Tags: book club, cambridge, history, Psychology
Sybil by Flora Rheta Schreiber was a huge best seller in the 1970s which brought public attention to an extraordinary case of Dissociative Identity Disorder (previously known as Multiple Personality Disorder (MPD) or colloquially as “split personalities”.) It was made into a very popular, Emmy award winning, made-for-TV movie starring Sally Field and Joanne Woodward. It told the story of Sybil (real name Shirley Ardell Mason), a young woman suffering from blackouts. She went to a therapist who discovered had multiple personalities (as many as 16) and was repressing memories of horrific abuse as a child.
Someone once said “extraordinary claims require extraordinary evidence”.* Debbie Nathan has examined these claims and found them profoundly lacking. In fact, it appears that Mason, Schreiber and the psychiatrist, Dr Cornelia Wilbur may have invented the whole thing. Quite possibly, it was a case of mutually reinforced self-deception on the part of Mason (Sybil) and Dr. Wilbur, but many of the incidents in the book appear to have been fabricated by Dr. Wilbur and Schreiber. (Having not read the details yet, I suspect this could be a case of pious fraud.)

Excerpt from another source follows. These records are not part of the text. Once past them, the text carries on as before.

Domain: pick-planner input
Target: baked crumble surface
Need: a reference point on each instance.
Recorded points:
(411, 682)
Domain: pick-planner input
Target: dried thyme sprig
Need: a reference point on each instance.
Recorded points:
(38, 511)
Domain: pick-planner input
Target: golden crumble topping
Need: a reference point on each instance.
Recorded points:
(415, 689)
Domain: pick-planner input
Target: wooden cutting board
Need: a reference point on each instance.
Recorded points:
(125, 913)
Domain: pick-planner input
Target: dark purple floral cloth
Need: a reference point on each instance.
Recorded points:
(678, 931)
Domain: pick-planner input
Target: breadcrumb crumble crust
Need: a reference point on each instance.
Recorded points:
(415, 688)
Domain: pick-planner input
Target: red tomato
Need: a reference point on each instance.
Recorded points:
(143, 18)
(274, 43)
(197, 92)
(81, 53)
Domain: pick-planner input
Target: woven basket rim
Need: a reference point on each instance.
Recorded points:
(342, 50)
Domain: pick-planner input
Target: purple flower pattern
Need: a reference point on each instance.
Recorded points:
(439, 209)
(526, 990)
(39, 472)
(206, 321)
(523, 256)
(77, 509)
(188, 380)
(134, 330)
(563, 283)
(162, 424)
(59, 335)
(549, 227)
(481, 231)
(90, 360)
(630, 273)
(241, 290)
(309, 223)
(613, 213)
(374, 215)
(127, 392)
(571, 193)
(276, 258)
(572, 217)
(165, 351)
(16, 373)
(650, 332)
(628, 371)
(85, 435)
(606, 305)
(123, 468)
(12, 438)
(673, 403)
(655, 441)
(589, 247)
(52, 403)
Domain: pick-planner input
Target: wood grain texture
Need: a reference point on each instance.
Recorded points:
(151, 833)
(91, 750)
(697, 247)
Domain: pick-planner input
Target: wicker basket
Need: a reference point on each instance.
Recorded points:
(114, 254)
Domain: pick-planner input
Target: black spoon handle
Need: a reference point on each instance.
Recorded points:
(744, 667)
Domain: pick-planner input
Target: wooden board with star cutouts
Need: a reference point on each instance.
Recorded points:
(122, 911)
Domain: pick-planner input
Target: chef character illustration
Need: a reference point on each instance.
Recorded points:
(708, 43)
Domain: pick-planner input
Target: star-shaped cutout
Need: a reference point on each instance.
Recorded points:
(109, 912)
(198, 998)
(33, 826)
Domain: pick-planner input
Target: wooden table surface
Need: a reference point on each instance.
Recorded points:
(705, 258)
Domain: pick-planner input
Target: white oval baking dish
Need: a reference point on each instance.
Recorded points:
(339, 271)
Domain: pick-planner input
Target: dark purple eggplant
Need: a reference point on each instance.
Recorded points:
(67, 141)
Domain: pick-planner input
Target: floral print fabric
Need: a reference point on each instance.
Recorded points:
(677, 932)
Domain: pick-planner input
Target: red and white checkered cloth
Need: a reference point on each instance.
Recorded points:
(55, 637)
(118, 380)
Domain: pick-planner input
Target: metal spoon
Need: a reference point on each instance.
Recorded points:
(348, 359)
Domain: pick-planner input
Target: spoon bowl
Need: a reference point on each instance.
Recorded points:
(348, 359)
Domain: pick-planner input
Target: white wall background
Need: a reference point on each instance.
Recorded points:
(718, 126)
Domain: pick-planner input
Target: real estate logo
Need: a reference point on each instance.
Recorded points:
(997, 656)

Read the book, get the full story and join us to discuss it on Saturday, October 26 at 3 PM in our usual meeting place, Harvard’s Northwest Science Building, 52 Oxford Street, Cambridge. Remember to bring your appetite and, if you wish, a snack to share. Also optional, you can RSVP on our Facebook event page.
As always, Mary will be leading an online discussion of the book the next day (October 27) at the Skepchick Book Club.
[*] Actually, lots of someones, including (most famously) Carl Sagan, who stole it from Marcello Truzzi, Théodore Flournoy, Pierre-Simon LaPlace, David Hume, and probably many others.